Treinta y seis

El cazador no sabía qué estaba pasando. Sólo sabía que se tenía que esconder.

Corrió por el centro de la calle, zigzagueando cuando se acercaba a los semáforos, pues desde hacía tiempo sabía que muchas veces significaban que había cámaras de seguridad cerca. Distinguía los semáforos por sus tres ojos, dispuestos en vertical, y sus largos cuerpos negros preparados para atacar, como cobras. Un paso lo daba en el asfalto, el siguiente lo daba en tierra. Todo estaba mal.

Sabía dónde iba.

En la calle aún había gente, y le miraban. La pintura estaba por todas partes, encima de él, le impregnaba la ropa, le pegaba un párpado al otro. Percibió un minúsculo destello, una luz roja, en el límite de su visión periférica, y dirigió su arma hacia él.

No había nadie: el espacio entre dos árboles en sus ojos se convirtió en el escaparate de una tienda. Se acercó a él. La luz roja volvió a destellar. Una caja con cristal negro —un ordenador, se dijo— y un ojo encima. Cuando avanzó por delante de ella, la luz roja se volvió a apagar, debajo del ojo.

El cazador echó a correr. Tres tiendas más allá vio otra luz que se encendía y apagaba.

Había ojos en todos los escaparates.

Estaba atrapado en el futuro, y todos le estaban mirando.

El cazador cruzó por el paso de peatones. Un bisonte, gigantesco y negro y con la piel mojada de agua del estanque, se precipitó hacia él desde el otro lado del sendero. Sin dejar de correr, le disparó entre los ojos. Aquello dio un extraño bandazo y se golpeó contra un robusto arce negro de la esquina, se envolvió en torno a su tronco y echó humo cuando quedó quieto. El cazador ya se había ido.

Tallow pinchó el modo Forward de Ambient Security. El sistema empezó a recoger imágenes de la webcam activadas por el movimiento en las calles de delante. Había una imagen impresionante de un hombre enloquecido por el terror y cubierto de pintura naranja que miraba a la cámara y se daba cuenta de que le había grabado. Estaba tres manzanas delante de él. Eres rápido, ¿eh, hijoputa?, pensó Tallow, y se alegró de haber cogido el coche. Era imposible que le hubiera podido seguir a pie, y reconocía que en coche tampoco le iba tan bien. Trasladó la ubicación de la imagen al plano, consideró el funcionamiento del tráfico e hizo un viraje, con la esperanza de no haber deducido mal.

Vio un coche empotrado contra una farola. Habían disparado contra el parabrisas.
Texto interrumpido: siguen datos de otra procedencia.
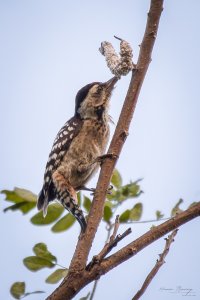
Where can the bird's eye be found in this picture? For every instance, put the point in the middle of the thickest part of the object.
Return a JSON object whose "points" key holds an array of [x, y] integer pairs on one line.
{"points": [[99, 89]]}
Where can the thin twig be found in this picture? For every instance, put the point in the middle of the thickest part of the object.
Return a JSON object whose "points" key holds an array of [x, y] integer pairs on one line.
{"points": [[94, 289], [77, 277], [109, 228], [113, 241], [157, 266]]}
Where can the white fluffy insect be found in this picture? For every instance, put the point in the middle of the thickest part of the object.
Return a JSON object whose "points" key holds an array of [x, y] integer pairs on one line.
{"points": [[119, 65]]}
Un lince cruzó por delante del cazador, haciendo un ruido como el de una tempestad en el río. Lo montaba un ser humano con una cara plana de cristal.

El cazador intentaba encontrar frenéticamente los puntos de referencia que recordaba, pero todo estaba en movimiento.

Distinguió el letrero de una calle que le proporcionó una señal entre el caos serpenteante de su visión, consiguió orientarse y se lanzó a toda velocidad por un callejón.

Tallow advirtió un borroso cambio de orientación en su teléfono, llevó los ojos al plano y supo adónde iba el cazador.

Conocía aquel callejón, sabía adónde llevaba y ahora estaba seguro del destino de la carrera del cazador. Tallow imaginó que su hombre, en realidad, estaba muy cerca de él.

El cazador surgió del callejón y vio una jauría de perros que doblaba la esquina de la calle a su izquierda lanzando unos chillidos terroríficos. El cazador movió la cabeza de un lado a otro, agarrando con más fuerza su pistola. La jauría se convirtió en un vehículo de motor que él conocía.

El coche se subió a la acera. El cazador no podía quedarse a luchar. Disparó al coche, se dio la vuelta y corrió a ponerse a salvo.

Era un disparo certero, y un buen recordatorio para Tallow de que el lunático salpicado de pintura de la calle era el asesino más prolífico y eficiente del que hubiera oído hablar nunca. El parabrisas enloqueció y la esquina derecha de su asiento explotó escupiendo trozos de plástico barato y gomaespuma amarilla. No veía nada y no tuvo más remedio que pisar el freno. Le dolía el hombro derecho, en la parte de arriba. Echó una rápida ojeada y vio un corte limpio que chamuscaba la hombrera de su chaqueta. Nada importante. Tallow dio un codazo, haciendo un agujero en el cristal del parabrisas, e intentó convencer al coche de que anduviera otra vez. El coche no tenía interés e hizo un sonido como de perro enfermo que mordisquea una rama.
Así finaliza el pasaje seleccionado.